Biostatistics and Data Science
- Developing new evaluation and analysis methodologies of clinical evidence using the data from clinical trials as well as RWD
- Developing new collection and management methodologies of RWD with taking data quality management into consideration
- Building foundation of biostatistical literacy and fostering expert researcher of clinical research
Overcoming the challenges of RWD
RWD such as data from electronic medical record, national receipt database or patient registry are really valuable information source which can indicate actual health care environment and that is receiving a lot of attention recently because, we are expecting that effective use of RWD can optimize clinical development strategies, build clinical evidence and highly effective pharmacovigilance system and finally, take a part of enhancing clinical evaluation efficiency.
However, we also recognize there are a lot of challenges in terms of appropriate use of RWD and interpretation of research results obtained from RWD and especially, in the regulatory environment, we definitely need to overcome a lot of difficulties such as data quality and data collection methodologies of RWD.

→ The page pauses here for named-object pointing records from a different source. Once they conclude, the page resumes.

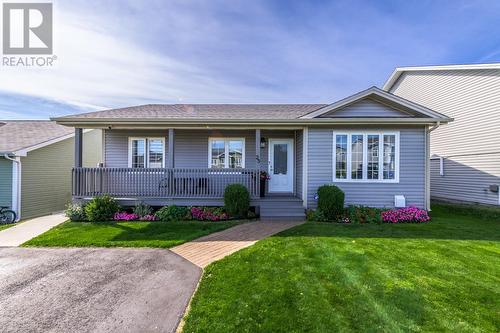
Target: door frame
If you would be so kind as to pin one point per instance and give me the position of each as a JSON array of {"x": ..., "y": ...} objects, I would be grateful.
[{"x": 291, "y": 155}]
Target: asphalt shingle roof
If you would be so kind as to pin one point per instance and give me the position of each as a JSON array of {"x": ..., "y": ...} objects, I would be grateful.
[
  {"x": 205, "y": 111},
  {"x": 20, "y": 134}
]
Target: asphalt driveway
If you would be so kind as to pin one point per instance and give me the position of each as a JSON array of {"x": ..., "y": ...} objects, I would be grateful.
[{"x": 93, "y": 290}]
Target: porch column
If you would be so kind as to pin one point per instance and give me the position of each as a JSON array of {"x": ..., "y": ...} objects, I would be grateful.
[
  {"x": 257, "y": 148},
  {"x": 171, "y": 138},
  {"x": 78, "y": 147}
]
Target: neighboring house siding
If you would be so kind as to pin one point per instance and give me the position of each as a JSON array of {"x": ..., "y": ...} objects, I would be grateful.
[
  {"x": 471, "y": 143},
  {"x": 5, "y": 182},
  {"x": 411, "y": 177},
  {"x": 366, "y": 108},
  {"x": 46, "y": 174},
  {"x": 299, "y": 157}
]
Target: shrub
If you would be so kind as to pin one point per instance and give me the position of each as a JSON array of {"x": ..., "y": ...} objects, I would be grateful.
[
  {"x": 124, "y": 216},
  {"x": 331, "y": 202},
  {"x": 209, "y": 214},
  {"x": 172, "y": 213},
  {"x": 141, "y": 209},
  {"x": 236, "y": 200},
  {"x": 316, "y": 216},
  {"x": 408, "y": 214},
  {"x": 75, "y": 212},
  {"x": 363, "y": 214},
  {"x": 101, "y": 208}
]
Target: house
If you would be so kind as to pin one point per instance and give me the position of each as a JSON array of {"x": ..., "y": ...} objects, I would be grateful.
[
  {"x": 35, "y": 162},
  {"x": 373, "y": 145},
  {"x": 465, "y": 155}
]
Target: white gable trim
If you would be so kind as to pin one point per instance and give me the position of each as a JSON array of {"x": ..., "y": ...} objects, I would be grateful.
[{"x": 374, "y": 91}]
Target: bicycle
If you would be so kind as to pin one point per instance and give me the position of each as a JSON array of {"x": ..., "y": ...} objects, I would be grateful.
[{"x": 6, "y": 215}]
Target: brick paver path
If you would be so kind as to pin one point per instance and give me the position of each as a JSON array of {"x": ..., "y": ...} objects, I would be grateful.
[{"x": 203, "y": 251}]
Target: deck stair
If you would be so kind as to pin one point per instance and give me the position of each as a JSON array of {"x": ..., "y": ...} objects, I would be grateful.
[{"x": 281, "y": 208}]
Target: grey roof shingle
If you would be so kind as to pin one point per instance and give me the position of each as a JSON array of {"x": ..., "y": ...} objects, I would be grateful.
[
  {"x": 20, "y": 134},
  {"x": 205, "y": 111}
]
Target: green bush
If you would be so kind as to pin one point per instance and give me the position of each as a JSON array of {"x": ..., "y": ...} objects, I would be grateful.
[
  {"x": 75, "y": 212},
  {"x": 236, "y": 200},
  {"x": 331, "y": 202},
  {"x": 141, "y": 209},
  {"x": 172, "y": 213},
  {"x": 101, "y": 208},
  {"x": 363, "y": 214}
]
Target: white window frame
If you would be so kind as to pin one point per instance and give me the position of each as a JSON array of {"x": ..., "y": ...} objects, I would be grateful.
[
  {"x": 146, "y": 157},
  {"x": 365, "y": 134},
  {"x": 226, "y": 151}
]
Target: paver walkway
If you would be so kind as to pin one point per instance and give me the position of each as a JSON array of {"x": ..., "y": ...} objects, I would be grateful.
[
  {"x": 23, "y": 232},
  {"x": 205, "y": 250}
]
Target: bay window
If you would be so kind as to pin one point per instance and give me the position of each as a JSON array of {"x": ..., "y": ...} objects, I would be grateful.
[
  {"x": 366, "y": 156},
  {"x": 226, "y": 153},
  {"x": 146, "y": 153}
]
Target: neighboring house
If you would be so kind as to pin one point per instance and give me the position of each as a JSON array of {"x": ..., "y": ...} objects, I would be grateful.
[
  {"x": 465, "y": 155},
  {"x": 187, "y": 154},
  {"x": 35, "y": 162}
]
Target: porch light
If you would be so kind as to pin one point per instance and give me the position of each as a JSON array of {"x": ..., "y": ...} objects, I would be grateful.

Our department mission is to contribute to health care improvement and the realization of healthy society with overcoming following diverse difficulties in relation to effective use of RWD in collaboration with department of integrated medicine biomedical statistics and data coordinating center as well.
・Investigating methodology of collection and management of RWD focusing on data quality
・Developing new evaluation methodology for medicinal products as well as medical devices by integrating clinical trial data and RWD
・Exploring new clinical evaluation indicator with utilizing RWD
In order to obtain high quality evidence from clinical research, biostatistical literacy such as “designing scientific protocol” , ”data management for ensuring conformity of data” and “Statistical analysis and appropriate interpretation of study results” is really important.
In addition to above, we aspire to foster expert researchers with expertise in epidemiology, statistics, bioinformatics and medical information which are foundation of medical data science.